Já por meio de uma pesquisa realizada por Diego Furtado Silva, também com Bolsa da FAPESP, os pesquisadores extraíram outros dados (atributos) dos sinais que podem fornecer mais informações além da frequência de batimento de asas.

“Estamos utilizando uma série de técnicas baseadas principalmente em reconhecimento de voz para extrair melhores atributos do que somente a frequência do batimento de asas”, contou Batista.

Armadilha inteligente

O sensor a laser foi utilizado em um protótipo de armadilha inteligente desenvolvida pelos pesquisadores do ICMC em colaboração com a filial da Isca Tecnologias em Riverside.

O dispositivo é capaz de identificar insetos voadores em tempo real, por meio do sensor de laser, capturar espécies-alvos, como as transmissoras de doenças ou pragas agrícolas, e permitir que outros insetos não-nocivos, como abelhas e outros insetos polinizadores ou fontes de alimentos para outros animais, sejam lançados de volta para o meio ambiente.

“Desde que começamos a desenvolver o sensor já tínhamos a ideia de utilizá-lo em uma aplicação prática, como uma armadilha inteligente de insetos”, disse Batista.

A armadilha tem formato cilíndrico e é composta por um tubo de ABS com o sensor a laser acoplado em sua entrada e a um saco coletor em sua saída – como um aspirador de pó.

O equipamento conta com uma válvula na entrada que libera dióxido de carbono – substância capaz de atrair as fêmeas de muitas espécies de mosquitos.

Ao voar diante da entrada da armadilha, o inseto é sugado por um fluxo de ar gerado por uma ventoinha como a de um computador em direção a uma câmara onde está o sensor a laser para ser classificado.

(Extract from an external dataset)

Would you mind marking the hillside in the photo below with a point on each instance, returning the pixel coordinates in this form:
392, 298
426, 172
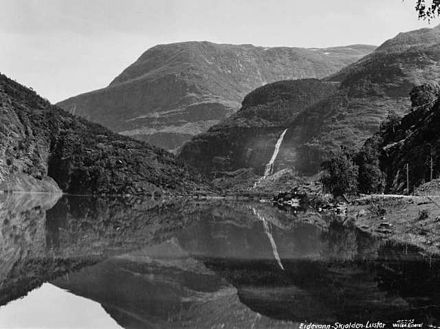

Se identificado como espécie não nociva, uma porta de saída é aberta e o inseto é empurrado para fora da armadilha por meio da inversão da direção do fluxo de ar.

Já se for identificado como espécie nociva, o inseto é empurrado pelo fluxo de ar para o saco coletor, onde fica retido em um papel adesivo semelhante ao utilizado nas armadilhas adesivas convencionais que não são seletivas – ou seja, capturam todas as espécies de insetos, inclusive as não nocivas.

“A armadilha permite identificar e quantificar com maior facilidade e precisão a presença de insetos indesejáveis em uma determinada área”, avaliou Batista.

“Desta forma, é possível monitorar em tempo real a população de insetos nocivos em uma determinada região e reportar esses dados por meio de redes sem fio para as agências de vigilância sanitária”, afirmou.

Baixo custo

Os pesquisadores estimam que o sensor tem potencial para ser amplamente utilizado em razão do baixo custo de produção – menos de R$ 30 – e por ser alimentado por energia solar ou uma bateria.

Na área da saúde, uma das principais aplicações pode estar no combate aos mosquitos do gênero Anopheles, vetores da malária, e do gênero Aedes, transmissores da dengue e da febre amarela.

Um das principais estratégias para combater a dengue, segundo Batista, é acompanhar os casos de notificação da doença para estimar os possíveis focos do mosquito transmissor e, posteriormente, realizar ações de pulverização de inseticida e conscientização da população. O problema, de acordo com ele, é que o tempo para a notificação da doença e a implementação da campanha é muito longo.

“Esse intervalo entre a notificação da doença e o início da campanha de pulverização pode ser de duas a três semanas ou mais. Isso representa mais do que o tempo de vida de um mosquito adulto”, afirmou.

“A vantagem do sensor que desenvolvemos é que ele permite identificar onde o inseto está presente e estimar a população dele em tempo real”, avaliou.